I've seen way too many non-mathematically trained people insisting (e.g., on sci.math) that 0.9999... definitely does not, can not, equal 1. So I guess the shift among non-mathematicians is still in progress.
--Dan
On 2012-11-13, at 8:33 PM, Gary Antonick wrote:
Hi all,
I'm wondering if anyone knows when and why it was agreed that 0.999...=1.
That is, the expression meant its limit of 1 and not something that got closer and closer to 1.
I've asked several people and have gotten some big pieces but not quite
the
whole story: Keith Devlin (last week): before Cantor mathematicians considered "0.999..." to mean a *growing sequence* of 9's after the decimal. After Cantor it was decided that the expression meant the *limit* of this sequence: an infinite number of 9's after the decimal all at once. Steven Strogatz (this afternoon) suggested talking to John Stillwell John Stillwell (a couple hours ago) seemed to indicate the shift in perspective happened gradually, with Zeno arguing for the growing
sequence
(which would never get to 1) and everyone after the Axiom of Choice agreeing that the expression was referring to its limit.

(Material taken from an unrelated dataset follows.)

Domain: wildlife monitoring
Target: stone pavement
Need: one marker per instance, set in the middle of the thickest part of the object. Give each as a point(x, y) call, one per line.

-400 Zeno: 1/2 + 1/4 + 1/8 etc will never get to 1 -350 Aristotle: 1/2 + 1/4 + 1/8 etc eventually gets to 1 -300 Euclid: 1/4 + 1/4^2 + 1/4^3 + etc eventually gets to 1/3 1585 Stevin: 0.999... = 1 1671 Newton: 0.999... = 1 1858 Dedekind cuts 1880? Cantor 1904 Zermelo: Axiom of Choice
Does anyone have more precise timing for this shift from thinking?